No obstante, la versión original de este truco es del gran Sidney Lumet y la cuenta en el libro (que dejamos recomendado en nuestro apartado de Bibliografía) ‘Así se hacen las películas’. Él aplica esta estrategia pero para conseguir otro efecto: que el equipo se tome en serio todo, hasta la primera toma:

Muy a menudo, la primera toma resulta buena. Muchos equipos de rodaje se plantean la primera toma como una especie de ensayo. Yo les quito esa idea de la cabeza el primer día de rodaje. Procuro que el primer plano que rodamos no suponga un gran esfuerzo de interpretación y que sea mecánicamente simple: por ejemplo (que es el clip que hemos rescatado más arriba*), Dustin Hoffman bajando una calle hasta que entra en un edificio. Al acabar grito “¡Corta!” y le pregunto al operador de cámara, “¿Es buena por tu parte?”. Él dice “Sí”, y yo confirmo “¡Vale!” y pasamos al siguiente plano. Todo el mundo es consciente de que la Toma 1 se va a ver en 2000 pantallas de todo el país estas Navidades. No se trata de ningún ensayo. Esto es de verdad.

Sidney Lumet; Así se hacen las películas, p.123

Nunca podemos obviar que hasta el plano más sencillo puede ser el plano decisivo para que la película pueda hacerse realidad. Todo cuenta.

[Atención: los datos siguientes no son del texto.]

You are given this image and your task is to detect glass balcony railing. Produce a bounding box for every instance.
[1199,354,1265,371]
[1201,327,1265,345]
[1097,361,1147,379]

Este truco, como casi todos, no son nuestros y en este caso hasta nos hemos permitido versionarlo (prueba de que los utilizamos), pero como Al Pacino dice más abajo mientras le entrega el Oscar Honorífico a Sidney Lumet: “Si lo buscaste, es tuyo” (If you dig it, it’s yours). Nosotros traemos de vuelta la sabiduría de Lumet como el mejor homenaje que podemos hacerle a un señor que lo dedicó todo al cine, incluso su merecido Oscar no quiso dedicárselo a nadie, ni a sí mismo: “I’d like to thank the movies. I know that sounds general but it’s very real to me”. No hace falta traducción y quizás ése fue el mayor truco o, al menos, el más decisivo.

2º truco CineClass preparado por Alberto Cruz y David Alfaro de http://oceanicavisual.com/ (publicado el 5 de noviembre de 2011)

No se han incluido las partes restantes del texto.